Cortar ou não cortar, eis a questão.

                Além do custo que a conta de água significa para o condomínio, outro atrativo tem movido muitos síndicos para a obra da medição individualizada de consumo: a possibilidade de corte da água dos inadimplentes. Muitos acreditam que basta atualizar a convenção do condomínio para legalizar o corte, e discriminar a despesa com água separadamente no próprio boleto do condomínio, economizando com a emissão de um novo boleto.

                Há opiniões que julgam a questão um pouco mais complicada. Para o advogado e consultor jurídico condominial Cristiano De Souza Oliveira, a partir do momento em que o condomínio passa a administrar a leitura da água e intermediar o serviço, podendo cortar o consumo, muda a relação jurídica entre condomínio e condômino para uma relação de consumo, portanto regida pelo Código de Defesa do Consumidor. “Pelo Código, o consumidor tem direito de escolher a data do pagamento. Recomendo, portanto, que a água seja cobrada separadamente e que o corte seja feito com autorização judicial”, diz.

                Outro aspecto levantado por Cristiano é quanto a característica de parte comum dada à rede de distribuição de água, esgoto, gás e eletricidade, segundo o artigo 1331, parágrafo 2º do Código Civil. “Se a rede de distribuição de água é parte comum, não há o que se falar em corte, pois é propriedade do condômino, ainda que possua deliberação em assembleia ou definição na convenção condominial”, afirma. 

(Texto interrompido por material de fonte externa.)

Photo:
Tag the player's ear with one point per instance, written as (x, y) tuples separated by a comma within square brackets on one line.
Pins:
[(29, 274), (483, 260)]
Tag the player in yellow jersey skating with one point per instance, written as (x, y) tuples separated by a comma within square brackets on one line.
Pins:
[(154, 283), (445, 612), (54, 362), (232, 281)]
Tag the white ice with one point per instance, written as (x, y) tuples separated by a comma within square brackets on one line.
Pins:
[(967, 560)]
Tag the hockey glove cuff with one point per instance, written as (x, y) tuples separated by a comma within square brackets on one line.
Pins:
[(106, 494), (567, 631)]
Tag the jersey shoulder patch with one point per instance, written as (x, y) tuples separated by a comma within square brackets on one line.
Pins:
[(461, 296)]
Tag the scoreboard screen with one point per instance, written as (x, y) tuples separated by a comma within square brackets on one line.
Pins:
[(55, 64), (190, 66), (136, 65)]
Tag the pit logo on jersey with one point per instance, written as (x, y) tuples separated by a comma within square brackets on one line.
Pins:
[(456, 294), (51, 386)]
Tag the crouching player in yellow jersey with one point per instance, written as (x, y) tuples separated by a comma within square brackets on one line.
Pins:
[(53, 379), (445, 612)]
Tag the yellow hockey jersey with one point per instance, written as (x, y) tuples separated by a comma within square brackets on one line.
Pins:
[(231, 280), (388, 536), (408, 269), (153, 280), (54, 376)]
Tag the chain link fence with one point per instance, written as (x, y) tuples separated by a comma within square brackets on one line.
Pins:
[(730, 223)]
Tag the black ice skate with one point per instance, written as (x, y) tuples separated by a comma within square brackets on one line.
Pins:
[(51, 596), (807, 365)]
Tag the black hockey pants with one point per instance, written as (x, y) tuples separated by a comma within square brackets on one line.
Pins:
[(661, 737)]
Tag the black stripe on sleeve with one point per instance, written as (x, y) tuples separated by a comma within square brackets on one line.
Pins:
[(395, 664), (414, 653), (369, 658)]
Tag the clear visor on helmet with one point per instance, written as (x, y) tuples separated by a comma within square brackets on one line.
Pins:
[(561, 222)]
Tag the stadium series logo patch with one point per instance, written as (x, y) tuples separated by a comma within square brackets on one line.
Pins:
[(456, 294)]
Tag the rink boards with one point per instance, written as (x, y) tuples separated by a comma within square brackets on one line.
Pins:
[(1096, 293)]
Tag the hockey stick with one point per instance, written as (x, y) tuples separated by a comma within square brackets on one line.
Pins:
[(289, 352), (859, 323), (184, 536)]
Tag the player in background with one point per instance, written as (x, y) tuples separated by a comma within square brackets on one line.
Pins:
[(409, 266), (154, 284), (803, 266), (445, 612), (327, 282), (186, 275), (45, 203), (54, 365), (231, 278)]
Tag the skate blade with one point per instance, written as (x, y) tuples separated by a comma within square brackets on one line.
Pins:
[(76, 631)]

Para Cristiano, todos os cuidados devem ser tomados para que o condomínio não seja lesado, no caso de contestação e até mesmo ação judicial por perdas e danos pelo condômino inadimplente. “Inadimplência e proibições de uso ou corte de consumo são situações diversas. Aconselho o condomínio a levar o caso ao Poder Judiciário, cobrando a dívida judicialmente e requerendo, em caráter liminar ou de tutela antecipatória, o corte de consumo”, justifica.